Mudarme a un
departamento con balcón fue una deuda personal que saldé hace poco.
Mi madre me
consiguió algunas plantas que le dieron una ilusión de verdor, de pequeño
cuadradito de patio suspendido en el aire. Ese cuadradito resultó ser multiuso:
microclima tropical para las plantas, espacio para tomar sol cando viene ella,
hasta lugar para echar la almohada y dormitar en una noche muy calurosa.
Ante ese desarrollo
de los acontecimientos y posibilidades comencé a interesarme más por los
balcones y sus habitantes, entre los cuales me incluyo. En estos días me he
formulado preguntas, algunas de ellas muy inquietantes:
- ¿Es normal preferir desarrollar una vida en el balcón antes que en el interior del departamento?
- Situación posible: a mí me gusta sentarme a fumar allí, con las piernas sobresaliendo entre el barandal, suspendidas. Esto genera un problema de, digamos, jurisdicción. ¿Y si me quiebro la pierna salida de las rejas del balcón porque justo me cae un pedazo de nave aeroespacial? ¿Qué haría en ese caso la compañía de seguros? ¿Me cubrirá aún cuando las piernas no estuvieran dentro de los metros cuadrados del departamento?

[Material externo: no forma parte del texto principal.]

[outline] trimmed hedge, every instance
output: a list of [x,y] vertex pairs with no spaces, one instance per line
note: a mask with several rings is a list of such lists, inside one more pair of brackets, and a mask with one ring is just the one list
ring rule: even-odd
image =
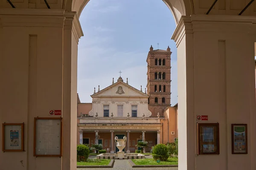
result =
[[99,153],[106,153],[106,152],[107,152],[107,150],[99,150]]
[[90,150],[84,144],[79,144],[76,147],[76,155],[78,162],[86,162],[88,159]]
[[160,160],[161,161],[166,161],[169,157],[167,147],[163,144],[155,145],[152,150],[152,153],[153,158],[156,161]]

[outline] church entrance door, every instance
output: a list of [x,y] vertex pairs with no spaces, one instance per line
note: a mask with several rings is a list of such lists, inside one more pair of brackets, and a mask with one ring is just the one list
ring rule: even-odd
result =
[[[118,139],[123,139],[125,135],[116,135],[116,136],[117,136]],[[116,152],[117,152],[117,151],[119,151],[119,149],[116,147]],[[125,148],[124,148],[122,150],[123,151],[125,151]]]

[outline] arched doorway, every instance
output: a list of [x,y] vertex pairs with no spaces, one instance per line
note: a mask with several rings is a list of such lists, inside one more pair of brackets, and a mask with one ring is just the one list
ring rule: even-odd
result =
[[[179,168],[254,170],[256,15],[251,7],[238,16],[247,3],[238,0],[219,1],[206,15],[212,1],[164,1],[177,23],[172,39],[180,76]],[[72,127],[76,124],[76,102],[72,101],[76,97],[77,43],[82,35],[79,16],[87,2],[55,1],[51,10],[42,9],[45,5],[37,1],[14,2],[17,8],[12,9],[7,2],[0,3],[0,76],[4,82],[0,85],[0,120],[24,122],[26,132],[25,152],[0,153],[4,169],[76,169],[76,129]],[[62,110],[63,156],[35,158],[34,118],[49,116],[49,110],[54,108]],[[202,122],[195,118],[205,114],[207,122],[218,122],[221,127],[219,155],[197,154],[197,123]],[[249,132],[249,152],[238,156],[239,161],[231,151],[233,123],[247,124]]]

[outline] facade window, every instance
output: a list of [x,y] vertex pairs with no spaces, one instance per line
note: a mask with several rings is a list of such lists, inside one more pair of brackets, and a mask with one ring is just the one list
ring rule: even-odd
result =
[[103,116],[109,117],[109,105],[103,105]]
[[155,97],[155,103],[158,103],[158,99],[157,99],[157,97]]
[[165,98],[163,97],[162,98],[162,103],[165,103]]
[[83,138],[83,144],[90,144],[89,143],[89,138]]
[[165,79],[165,72],[163,73],[163,79]]
[[160,72],[158,73],[158,79],[162,79],[162,73],[161,73]]
[[157,73],[155,72],[155,79],[157,79]]
[[117,105],[117,116],[118,117],[123,117],[124,116],[124,105]]
[[138,110],[138,106],[137,105],[131,105],[131,117],[137,117],[137,110]]
[[158,65],[162,65],[162,60],[159,59],[158,60]]

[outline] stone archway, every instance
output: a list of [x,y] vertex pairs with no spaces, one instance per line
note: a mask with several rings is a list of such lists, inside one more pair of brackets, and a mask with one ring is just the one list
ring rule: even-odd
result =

- Situación deseable: espero que la ciencia avance y algún día nos permita, mediante algún dispositivo, ejercitar el salto al estilo del Super Mario Bros., pero en lugar de saltar de un tubo a otro utilizar las balaustradas como puntos de apoyo. Seguramente se impondría como el ejercicio de moda en las grandes ciudades contemporáneas.
En un intento de
resolver estas dudas (o de hacer posibles situaciones hipotéticas como la
tercera) he salido a explorar la vida urbana y su geografía. Fui a explorar los
diferentes tipos de balcones: los hay cerrados como jaulas; los hay
ornamentados con balaustres que invitan
a espiar lo que ocurre en su interior; hay algunos con materiales
traslúcidos y otros que traslucen el paso del tiempo en los edificios; algunos
sirven como atalayas para husmear en las actividades de la calle; otros, como sitio
autoprohibido para quienes sufren de acrofobia. Esta última palabra junto con ‘celosía’

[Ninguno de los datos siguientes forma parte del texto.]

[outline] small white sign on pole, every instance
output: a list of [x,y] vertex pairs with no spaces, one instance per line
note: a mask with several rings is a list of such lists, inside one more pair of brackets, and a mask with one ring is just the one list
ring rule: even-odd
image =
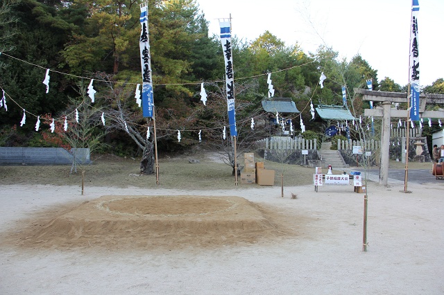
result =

forma parte del léxico que he adquirido durante mi investigación. No puedo
esperar a usar ‘celosía’ en alguna conversación casual.
El balcón y su
estudio me han traído más satisfacciones, incluso las de índole económica. En mi
investigación descubrí que aún la gente que vive en un PH o en la planta baja
de un edificio, todos ellos ansían en algún momento la vida suspendida entre la
casa y el dominio de la calle. Comencé a alquilar el balcón por fracciones de
tiempo y el negocio ha prosperado notablemente. El otro día una madre de tres
hijos lo alquiló por un espacio de dos horas para leer una revista y refugiarse
en el verdor de las macetas; ya me han reservado varios estudiantes para
subrayar sus apuntes en el rectángulo del 5to C. debo decir que el
comportamiento de cada uno de los que pasan un tiempo allí cambia notablemente,
como si respiraran de otro modo la misma ciudad en la que viven el resto de sus
días. Incluso los animales que visitan el balcón han cambiado sus hábitos: las
palomas –animal asqueroso si los habrá- han abandonado su estupidez habitual y
en lugar de chocar contra los vidrios de la ventana parecen comunicarse entre
ellas y reunirse a repartir chismes mientras se posan en fila sobre la
balaustrada; incluso algunas vienen de noche a mantener a raya a los murciélagos.
La semana entrante
tengo que embarcarme en un breve viaje al campo y por lo tanto deberé poner el
negocio en suspenso por unos tres días. Me pregunto si no mostraré signos de
ansiedad durante ese viaje; me refiero a la ansiedad de, en algún momento,
juntar algunas ramas en el lugar donde acampemos y disponerlas para construir
un rectángulo enrejado para refugiarme del campo abierto.